- Baqerabad Location within Iran Baqerabad Location within Iran Kurdistan
- Coordinates: 35°35′47″N 47°08′53″E﻿ / ﻿35.59639°N 47.14806°E
- Country: Iran
- Province: Kurdistan
- County: Sanandaj
- District: Hoseynabad
- Rural District: Hoseynabad-e Shomali

Population (2016)
- • Total: 744
- Time zone: UTC+3:30 (IRST)

= Baqerabad, Sanandaj =

Village in Kurdistan province, Iran

Baqerabad (باقر آباد) (Note: Also romanized as Bāqerābād; also known as Bāqelābād and Baqlābād) is a village in Hoseynabad-e Shomali Rural District of Hoseynabad District, Sanandaj County, Kurdistan province, Iran.

==Demographics==
===Ethnicity===
The village is populated by Kurds.

===Population===
At the time of the 2006 National Census, the village's population was 793 in 180 households, when it was in Saral District of Divandarreh County.
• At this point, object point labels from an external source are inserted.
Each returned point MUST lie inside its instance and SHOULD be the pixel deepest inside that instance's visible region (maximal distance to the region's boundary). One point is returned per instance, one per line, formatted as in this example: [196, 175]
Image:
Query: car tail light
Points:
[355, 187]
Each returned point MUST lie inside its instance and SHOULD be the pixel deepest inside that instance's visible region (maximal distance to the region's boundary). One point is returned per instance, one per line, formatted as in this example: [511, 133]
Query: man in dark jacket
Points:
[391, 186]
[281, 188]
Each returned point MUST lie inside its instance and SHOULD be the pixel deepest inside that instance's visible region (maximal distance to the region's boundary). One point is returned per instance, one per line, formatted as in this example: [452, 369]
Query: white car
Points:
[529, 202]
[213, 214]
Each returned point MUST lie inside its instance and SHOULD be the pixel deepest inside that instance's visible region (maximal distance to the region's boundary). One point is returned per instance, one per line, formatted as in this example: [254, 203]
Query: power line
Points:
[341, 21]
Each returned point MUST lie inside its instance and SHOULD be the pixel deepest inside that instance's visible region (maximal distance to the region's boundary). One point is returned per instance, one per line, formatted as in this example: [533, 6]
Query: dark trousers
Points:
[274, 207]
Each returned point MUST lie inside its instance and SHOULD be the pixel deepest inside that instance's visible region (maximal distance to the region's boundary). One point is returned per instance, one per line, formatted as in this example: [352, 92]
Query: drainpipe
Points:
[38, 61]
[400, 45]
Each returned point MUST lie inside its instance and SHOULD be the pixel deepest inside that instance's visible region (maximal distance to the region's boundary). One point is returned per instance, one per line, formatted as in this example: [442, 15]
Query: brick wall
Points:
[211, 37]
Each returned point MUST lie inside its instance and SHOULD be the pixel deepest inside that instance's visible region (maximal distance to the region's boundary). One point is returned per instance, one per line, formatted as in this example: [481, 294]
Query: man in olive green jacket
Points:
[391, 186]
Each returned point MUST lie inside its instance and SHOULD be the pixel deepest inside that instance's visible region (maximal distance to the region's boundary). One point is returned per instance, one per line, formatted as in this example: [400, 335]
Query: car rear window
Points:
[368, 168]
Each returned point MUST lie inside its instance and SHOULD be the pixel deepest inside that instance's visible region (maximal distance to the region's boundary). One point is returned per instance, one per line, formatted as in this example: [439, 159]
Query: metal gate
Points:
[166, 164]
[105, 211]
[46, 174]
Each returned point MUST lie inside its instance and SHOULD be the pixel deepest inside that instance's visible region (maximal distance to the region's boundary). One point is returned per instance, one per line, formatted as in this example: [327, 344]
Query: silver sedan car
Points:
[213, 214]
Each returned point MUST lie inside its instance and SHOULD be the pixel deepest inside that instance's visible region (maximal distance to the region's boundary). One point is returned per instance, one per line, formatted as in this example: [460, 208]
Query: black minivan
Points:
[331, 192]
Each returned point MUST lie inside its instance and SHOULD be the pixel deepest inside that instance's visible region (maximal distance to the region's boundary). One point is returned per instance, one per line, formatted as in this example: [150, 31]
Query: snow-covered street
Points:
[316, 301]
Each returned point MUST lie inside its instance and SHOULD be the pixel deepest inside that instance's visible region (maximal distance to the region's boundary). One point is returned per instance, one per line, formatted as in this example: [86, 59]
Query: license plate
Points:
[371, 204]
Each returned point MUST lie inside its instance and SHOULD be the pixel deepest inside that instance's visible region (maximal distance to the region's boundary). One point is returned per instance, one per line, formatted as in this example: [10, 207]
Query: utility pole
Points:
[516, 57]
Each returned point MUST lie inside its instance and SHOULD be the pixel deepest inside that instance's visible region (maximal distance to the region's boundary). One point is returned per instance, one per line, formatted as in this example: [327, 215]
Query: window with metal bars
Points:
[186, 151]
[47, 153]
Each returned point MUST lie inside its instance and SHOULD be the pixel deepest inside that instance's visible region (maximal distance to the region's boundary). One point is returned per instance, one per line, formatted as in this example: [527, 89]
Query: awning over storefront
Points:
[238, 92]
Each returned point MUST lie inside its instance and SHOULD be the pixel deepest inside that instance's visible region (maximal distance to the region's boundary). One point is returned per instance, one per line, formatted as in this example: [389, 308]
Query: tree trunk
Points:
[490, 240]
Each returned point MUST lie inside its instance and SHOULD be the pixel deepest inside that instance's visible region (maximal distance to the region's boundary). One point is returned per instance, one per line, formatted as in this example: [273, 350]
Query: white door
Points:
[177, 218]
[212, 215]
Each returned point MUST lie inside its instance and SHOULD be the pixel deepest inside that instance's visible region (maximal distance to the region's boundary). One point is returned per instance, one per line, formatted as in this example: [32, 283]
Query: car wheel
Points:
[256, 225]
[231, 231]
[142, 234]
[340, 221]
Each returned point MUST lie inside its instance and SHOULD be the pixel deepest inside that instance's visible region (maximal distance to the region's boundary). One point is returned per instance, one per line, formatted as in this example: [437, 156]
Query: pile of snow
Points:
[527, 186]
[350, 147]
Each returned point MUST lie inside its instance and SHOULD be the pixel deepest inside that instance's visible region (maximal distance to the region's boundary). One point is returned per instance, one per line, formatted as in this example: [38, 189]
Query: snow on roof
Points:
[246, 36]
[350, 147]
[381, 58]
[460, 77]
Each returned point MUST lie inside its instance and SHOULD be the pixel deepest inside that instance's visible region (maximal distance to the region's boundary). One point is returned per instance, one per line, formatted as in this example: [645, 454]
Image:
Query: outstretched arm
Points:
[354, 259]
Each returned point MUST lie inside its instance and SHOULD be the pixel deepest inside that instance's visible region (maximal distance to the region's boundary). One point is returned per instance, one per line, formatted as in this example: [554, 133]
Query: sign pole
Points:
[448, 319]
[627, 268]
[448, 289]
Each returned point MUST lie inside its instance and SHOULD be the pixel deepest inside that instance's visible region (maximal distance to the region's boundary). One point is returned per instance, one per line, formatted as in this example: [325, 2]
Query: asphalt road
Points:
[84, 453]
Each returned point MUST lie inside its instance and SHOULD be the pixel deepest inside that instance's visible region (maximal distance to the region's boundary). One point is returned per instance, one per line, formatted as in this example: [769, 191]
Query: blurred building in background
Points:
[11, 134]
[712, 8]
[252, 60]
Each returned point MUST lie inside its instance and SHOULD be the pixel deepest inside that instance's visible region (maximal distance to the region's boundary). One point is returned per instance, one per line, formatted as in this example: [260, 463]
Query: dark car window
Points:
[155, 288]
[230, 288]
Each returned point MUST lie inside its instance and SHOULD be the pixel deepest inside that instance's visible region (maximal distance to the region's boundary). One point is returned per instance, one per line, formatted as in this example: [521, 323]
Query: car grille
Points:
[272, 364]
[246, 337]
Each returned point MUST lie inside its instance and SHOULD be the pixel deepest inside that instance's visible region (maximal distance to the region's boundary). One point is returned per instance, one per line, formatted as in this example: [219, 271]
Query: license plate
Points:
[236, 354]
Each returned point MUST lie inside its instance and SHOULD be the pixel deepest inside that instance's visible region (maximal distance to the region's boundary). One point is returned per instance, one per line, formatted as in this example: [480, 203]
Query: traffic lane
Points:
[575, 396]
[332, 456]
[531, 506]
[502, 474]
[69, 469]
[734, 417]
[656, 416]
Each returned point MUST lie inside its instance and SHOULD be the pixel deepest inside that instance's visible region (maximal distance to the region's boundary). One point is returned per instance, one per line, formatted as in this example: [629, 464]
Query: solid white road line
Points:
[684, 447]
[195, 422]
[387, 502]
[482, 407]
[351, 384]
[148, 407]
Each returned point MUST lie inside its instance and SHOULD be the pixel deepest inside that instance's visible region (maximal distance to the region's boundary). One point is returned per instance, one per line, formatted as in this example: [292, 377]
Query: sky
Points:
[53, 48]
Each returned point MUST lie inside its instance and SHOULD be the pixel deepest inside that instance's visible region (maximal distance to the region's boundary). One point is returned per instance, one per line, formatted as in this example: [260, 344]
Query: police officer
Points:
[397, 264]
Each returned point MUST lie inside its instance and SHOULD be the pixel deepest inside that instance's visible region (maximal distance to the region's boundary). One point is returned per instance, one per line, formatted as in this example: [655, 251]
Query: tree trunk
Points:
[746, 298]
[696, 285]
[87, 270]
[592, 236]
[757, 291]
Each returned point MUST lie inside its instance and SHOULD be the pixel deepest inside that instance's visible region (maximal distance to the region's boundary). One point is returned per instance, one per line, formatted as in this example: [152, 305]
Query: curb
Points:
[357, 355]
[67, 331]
The following census in 2011 counted 890 people in 251 households. The 2016 census measured the population of the village as 744 people in 227 households, by which time the rural district had been separated from the county in the formation of Hoseynabad District of Sanandaj County. It was the most populous village in its rural district.